Prime partners exist: progress toward the twin prime problem
David W. Farmer
Number theorists view the integers as a largely unexplored landscape populated
by interesting and friendly inhabitants. The prime numbers: 2, 3, 5, 7, 11, 13,...;
occur like irregular mileposts stretching off to infinity. The squares: 1, 4, 9, 16, 25,...;
and the cubes: 1, 8, 27, 64, 125,...; along with the higher powers are more sparse,
but they also demand attention because of their special form.
These intriguing features exist because of the interaction between addition and multiplication.
If we knew only about addition then the integers would be quite boring: start with 0,
then repeatedly add or subtract 1 to get everything else. End of story.
Things become interesting when you add multiplication to the mix.
To construct every integer from addition, all you need is 1.

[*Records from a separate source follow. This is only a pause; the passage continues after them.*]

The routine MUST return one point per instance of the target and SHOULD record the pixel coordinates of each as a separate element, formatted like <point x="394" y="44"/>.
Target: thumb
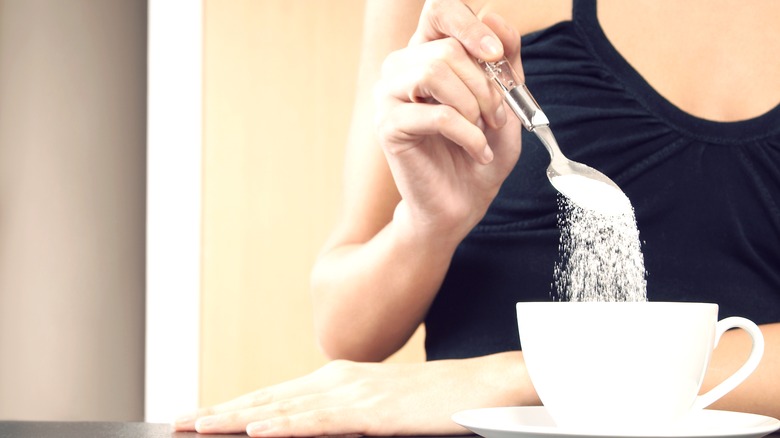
<point x="452" y="18"/>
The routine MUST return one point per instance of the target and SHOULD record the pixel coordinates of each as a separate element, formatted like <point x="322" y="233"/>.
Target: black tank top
<point x="706" y="196"/>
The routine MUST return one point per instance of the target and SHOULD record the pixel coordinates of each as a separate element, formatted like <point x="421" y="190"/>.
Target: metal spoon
<point x="584" y="185"/>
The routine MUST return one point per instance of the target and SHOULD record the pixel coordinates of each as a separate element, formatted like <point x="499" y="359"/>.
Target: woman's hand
<point x="445" y="131"/>
<point x="345" y="398"/>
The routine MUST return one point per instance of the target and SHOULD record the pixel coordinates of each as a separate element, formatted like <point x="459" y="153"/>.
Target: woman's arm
<point x="760" y="393"/>
<point x="422" y="134"/>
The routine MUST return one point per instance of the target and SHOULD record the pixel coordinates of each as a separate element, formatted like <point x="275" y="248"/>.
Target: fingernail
<point x="257" y="428"/>
<point x="205" y="423"/>
<point x="501" y="115"/>
<point x="490" y="45"/>
<point x="487" y="154"/>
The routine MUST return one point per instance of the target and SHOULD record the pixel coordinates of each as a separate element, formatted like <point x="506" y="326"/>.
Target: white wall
<point x="174" y="208"/>
<point x="72" y="208"/>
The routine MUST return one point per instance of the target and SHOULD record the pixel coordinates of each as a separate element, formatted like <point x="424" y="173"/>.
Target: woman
<point x="449" y="224"/>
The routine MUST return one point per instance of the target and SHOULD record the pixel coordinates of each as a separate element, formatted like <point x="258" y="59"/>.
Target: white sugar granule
<point x="601" y="256"/>
<point x="592" y="194"/>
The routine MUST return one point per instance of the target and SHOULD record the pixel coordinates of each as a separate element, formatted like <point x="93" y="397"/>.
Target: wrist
<point x="441" y="233"/>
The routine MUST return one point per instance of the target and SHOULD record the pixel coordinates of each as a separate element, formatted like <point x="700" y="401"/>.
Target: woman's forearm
<point x="757" y="394"/>
<point x="369" y="298"/>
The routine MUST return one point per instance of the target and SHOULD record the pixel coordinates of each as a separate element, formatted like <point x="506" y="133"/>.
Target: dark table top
<point x="46" y="429"/>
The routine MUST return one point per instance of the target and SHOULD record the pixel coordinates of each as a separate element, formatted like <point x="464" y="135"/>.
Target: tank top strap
<point x="584" y="11"/>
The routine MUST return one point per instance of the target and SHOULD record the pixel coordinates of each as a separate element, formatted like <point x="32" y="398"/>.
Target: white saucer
<point x="535" y="422"/>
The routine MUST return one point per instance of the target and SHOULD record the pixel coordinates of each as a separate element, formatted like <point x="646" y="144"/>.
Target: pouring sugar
<point x="600" y="251"/>
<point x="592" y="194"/>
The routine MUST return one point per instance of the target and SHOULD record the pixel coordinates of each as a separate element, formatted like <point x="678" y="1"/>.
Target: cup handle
<point x="744" y="371"/>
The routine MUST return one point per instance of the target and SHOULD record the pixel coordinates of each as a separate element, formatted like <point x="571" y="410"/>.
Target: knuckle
<point x="444" y="115"/>
<point x="433" y="70"/>
<point x="262" y="397"/>
<point x="285" y="407"/>
<point x="449" y="48"/>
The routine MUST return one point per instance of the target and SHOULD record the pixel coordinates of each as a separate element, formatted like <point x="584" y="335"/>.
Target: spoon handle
<point x="515" y="93"/>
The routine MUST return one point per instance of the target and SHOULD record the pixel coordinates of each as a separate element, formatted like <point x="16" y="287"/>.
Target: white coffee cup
<point x="625" y="366"/>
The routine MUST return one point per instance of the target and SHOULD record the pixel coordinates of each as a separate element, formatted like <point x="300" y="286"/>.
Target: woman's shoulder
<point x="530" y="15"/>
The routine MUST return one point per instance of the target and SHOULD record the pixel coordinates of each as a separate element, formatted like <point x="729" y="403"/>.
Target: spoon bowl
<point x="582" y="184"/>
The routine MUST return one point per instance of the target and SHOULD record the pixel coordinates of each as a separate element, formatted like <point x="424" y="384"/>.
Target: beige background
<point x="279" y="83"/>
<point x="72" y="209"/>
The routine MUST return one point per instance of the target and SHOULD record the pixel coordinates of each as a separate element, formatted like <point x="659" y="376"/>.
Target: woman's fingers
<point x="443" y="72"/>
<point x="407" y="122"/>
<point x="278" y="411"/>
<point x="452" y="18"/>
<point x="321" y="422"/>
<point x="283" y="391"/>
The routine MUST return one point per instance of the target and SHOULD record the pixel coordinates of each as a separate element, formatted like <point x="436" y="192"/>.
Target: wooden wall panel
<point x="279" y="81"/>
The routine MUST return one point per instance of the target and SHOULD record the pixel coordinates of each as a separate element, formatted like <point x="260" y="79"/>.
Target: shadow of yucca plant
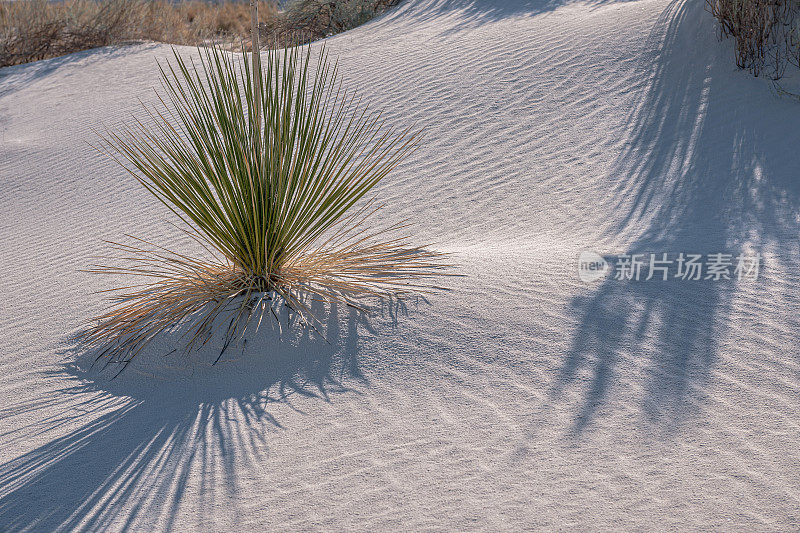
<point x="268" y="165"/>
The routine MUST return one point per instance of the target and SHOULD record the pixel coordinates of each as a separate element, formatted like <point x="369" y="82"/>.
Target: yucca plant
<point x="268" y="165"/>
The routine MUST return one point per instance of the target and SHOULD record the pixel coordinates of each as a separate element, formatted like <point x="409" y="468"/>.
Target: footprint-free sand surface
<point x="522" y="398"/>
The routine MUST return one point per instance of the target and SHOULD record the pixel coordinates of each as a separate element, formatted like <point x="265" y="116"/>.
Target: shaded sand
<point x="521" y="398"/>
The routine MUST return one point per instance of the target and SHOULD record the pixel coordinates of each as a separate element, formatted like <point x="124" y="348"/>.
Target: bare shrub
<point x="309" y="20"/>
<point x="766" y="33"/>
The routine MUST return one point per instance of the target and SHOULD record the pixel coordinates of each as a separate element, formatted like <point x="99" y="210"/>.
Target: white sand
<point x="521" y="398"/>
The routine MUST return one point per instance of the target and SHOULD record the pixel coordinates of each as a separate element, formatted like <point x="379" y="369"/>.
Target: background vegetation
<point x="766" y="33"/>
<point x="39" y="29"/>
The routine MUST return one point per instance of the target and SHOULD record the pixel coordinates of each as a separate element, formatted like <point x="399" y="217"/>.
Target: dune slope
<point x="522" y="397"/>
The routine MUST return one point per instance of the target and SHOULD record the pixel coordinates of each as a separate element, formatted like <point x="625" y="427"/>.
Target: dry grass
<point x="31" y="30"/>
<point x="39" y="29"/>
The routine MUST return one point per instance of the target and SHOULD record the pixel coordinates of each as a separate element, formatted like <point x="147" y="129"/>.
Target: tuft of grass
<point x="271" y="179"/>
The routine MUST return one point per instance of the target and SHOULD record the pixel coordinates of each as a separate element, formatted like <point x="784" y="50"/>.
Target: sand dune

For multiplication, the prime numbers are the building blocks and
there are infinitely many of them. Examining the list of prime numbers
reveals both structure and apparent randomness. Fairly often (8 times
before 100, and 35 times before 1000) primes occur as "twins,"
meaning that both $p$ and $p+2$ are prime. Examples are 101 and 103,
or 8675309 and 8675311. Somewhat less often, a prime is of the form $n^2+1$,
such as $17=4^2+1$ or $90001 = 300^2+1$.
It is an unsolved problem to determine whether there
are infinitely many primes of the form $p+2$ or $n^2+1$,
where we use $p$ to represent a prime number and $n$ to represent
a positive integer (which may or may not be prime).
Other special forms
which also are unresolved are Mersenne primes ($2^p-1$) and Sophie Germain
primes ($2p+1$). Such problems have been the subject of thousands of
research papers over the past several centuries. And while none have
been solved (nor are they likely to be solved in the near future) a large number
of tools have been developed which have led to partial results.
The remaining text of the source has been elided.